How much do I havc after each of the first 5 doses?

The 1000 mg present just after the first dose decreases by 60%, leaving 40% of the 1000 mg still present.  40% of 1000 mg is 400 mg, so just before the second dose we have 400 mg.  Just after the second 1000 mg dose we therefore have 1400 mg.

The 1400 mg present just after the second dose decreases by 60%, leaving 40% of the 1400 mg still present.  40% of 1400 mg is 560 mg, so just before the third dose we have 560 mg.  Just after the third 1000 mg dose we therefore have 1560 mg.

The 1560 mg present just after the third dose decreases by 60%, leaving 40% of the 1560 mg still present.  40% of 1560 mg is 624 mg, so just before the fourth dose we have 624 mg.  Just after the fourth 1000 mg dose we therefore have 1624 mg.

The same process leads us to the conclusion that just after the fifth dose we have 1649.6 mg.

 

dose # amt after dose amt just before next dose
1 1000 400
2 1400 560
3 1560 624
4 1624 649.6
5 1649.6 658.6

The sequence of amounts in mg is 1000, 1400, 1560, 1624, 1649.6.  Is this sequence exponential?

The ratios of the sequence are 1400/1000 = 1.4, 1560 / 1400 = 1.11, 1624/1560 = 1.04, etc..  These ratios are not constant so we cannot conclude from the ratios of the sequence that the sequence is exponential.

A sequence is also exponential if the ratio of its differences is constant.  The differences of the sequence are 400, 160, 64 and 25.6.  The ratios of these differences are all .4, so the sequence is indeed exponential.

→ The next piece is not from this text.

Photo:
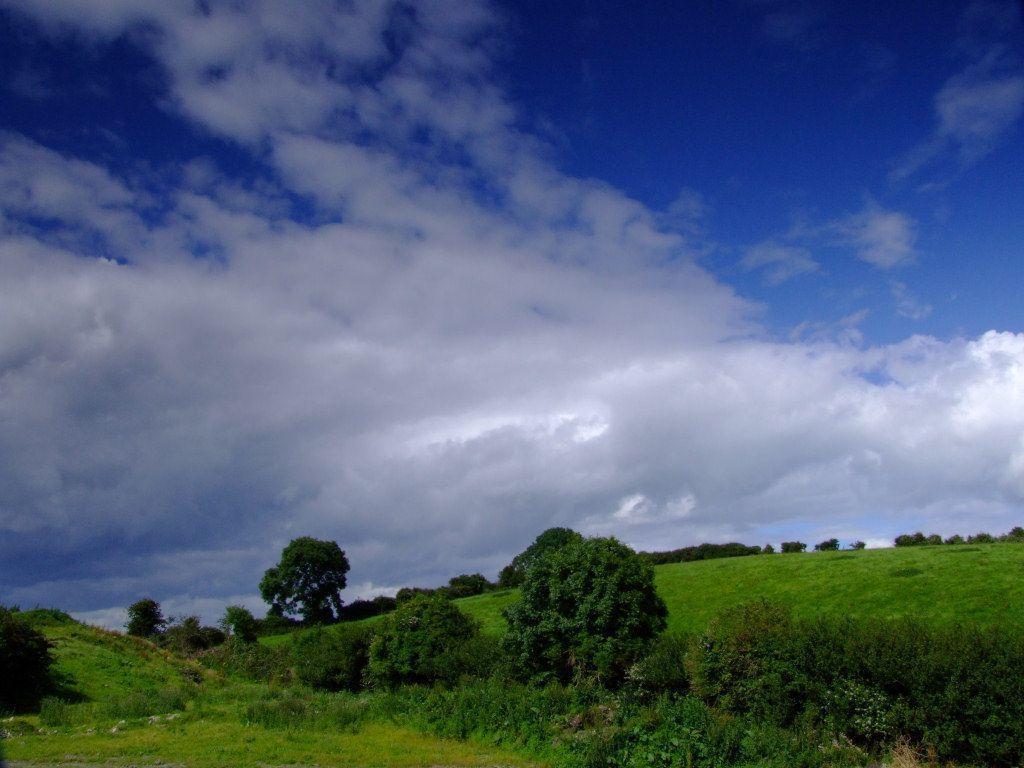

dose # amt after dose differences
1 1000  
2 1400 400
3 1560 160
4 1624 64
5 1649.6 25.6

The convergent value of this sequence is the concentration for which the 60% lost is equal to the 1000 mg taken with each dose.  We therefore find the value C such that 60% of C is 1000 mg.

Solving the equation .60 C = 1000 we obtain C = 1000 / .60 = 1666 2/3.

From the figure below we see that the concentrations 1000, 1400, 1520, ... will exponentially approach the asymptote C = 1666 2/3.

If we find the deviations between these concentrations and the asymptotic value C = 1666 2/3 we obtain for doses 1, 2, 3, 4 and 5 the deviations 666 2/3, 266 2/3, 106 2/3, 42 2/3 and 17 1/16.

deviation = 666 2/3 * e^(-.9163(t-1) ) = 666 2/3 * .4^(t-1).

C(t) = 1666 2/3 - 666 2/3 e^(-.9163(t-1) ) = 1666 2/3 - 666 2/3 * .4^(t-1).